Think of it like this:
Volts is the measurement across a battery. The battery provides current, measured in Amperes (Amps, or milliAmps for low power devices) to a load. (sometimes presented as water pressure, and flow in gallons per minute or similar).
How many amps will flow depends on the voltage and the load.
An ideal 1V battery will provide 1A of current into a 1 ohm load. That is Ohms Law; Voltage (V) = Current (I) x Resistance (R). V = IR and this can rearranged, as V/R = I, or V/I = R.
Say an ideal 9V battery was connected to a 5 ohm resistor. The current will be 9V/5ohm = 1.8A
Similarly you can divide Volts by desired current to determine a current limit resistor.
Say you wanted to limit the same battery to just 0.5V; 9V/0.5A = 18 ohm resistor.
We use this to determine current limit resistors for LEDs.

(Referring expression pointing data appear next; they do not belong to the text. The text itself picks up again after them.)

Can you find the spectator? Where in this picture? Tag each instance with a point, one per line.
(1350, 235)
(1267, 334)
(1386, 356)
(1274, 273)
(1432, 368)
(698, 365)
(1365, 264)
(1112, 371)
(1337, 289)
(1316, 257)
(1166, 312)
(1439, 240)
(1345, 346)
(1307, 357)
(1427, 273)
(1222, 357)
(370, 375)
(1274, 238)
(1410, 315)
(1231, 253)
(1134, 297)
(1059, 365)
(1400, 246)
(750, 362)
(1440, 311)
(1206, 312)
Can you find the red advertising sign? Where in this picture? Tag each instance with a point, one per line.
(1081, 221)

Say you had an Arduino, and you wanted to limit the current from a pin to 8mA so it wasn’t so bright.
The Voltage from the pin, across the LED, across the resistor, to Gnd will be 5V.
An LED has a current where it turns on, say 2.2V for a Red LED. This is Vf.

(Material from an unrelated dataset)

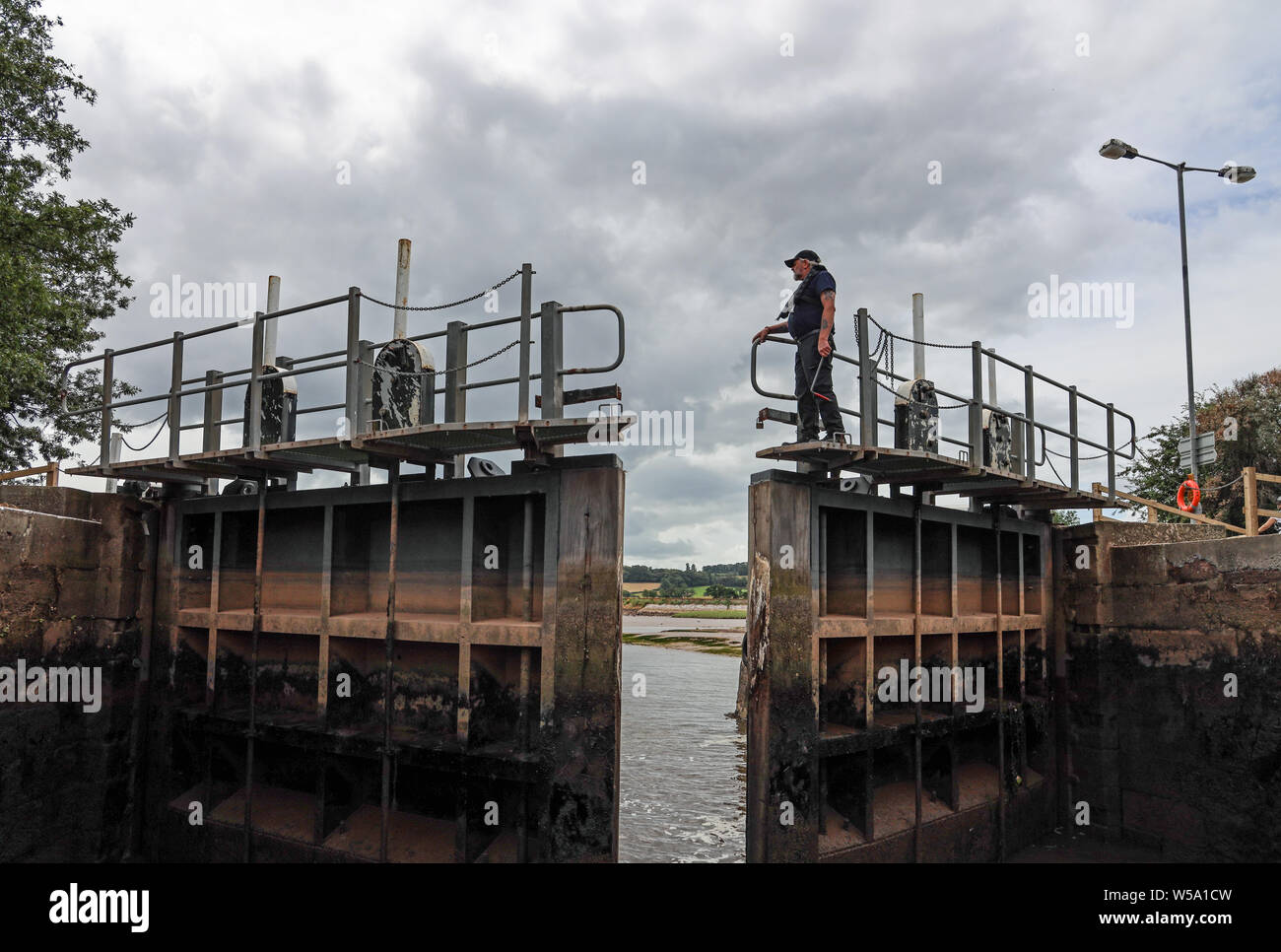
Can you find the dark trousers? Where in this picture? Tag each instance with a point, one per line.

The 5V source will be split across the LED and the resistor. If the LED needs 2.2V, that means there will be 2.8V across the resistor. The current thru the LED and the resistor will be the same - there is only path for the current, so could it be otherwise.
So, resistor value needed = 2.8V/8ma (0.008A) = 350 ohm.
You may see this as (Vs - Vf/current = resistor. (5V - 2.2V)8mA = 350 ohm.
Or say you had a resistor and wanted to know how much current it would allow to flow:
(5V - 2.2)/200 ohm = 14mA (0.014A).
Capacity is how many mA can be produced by a battery over a time period.
An ideal 9V battery with 400mAH capacity could produce 0.4A for one hour into a load (like a 22.5 ohm resistor).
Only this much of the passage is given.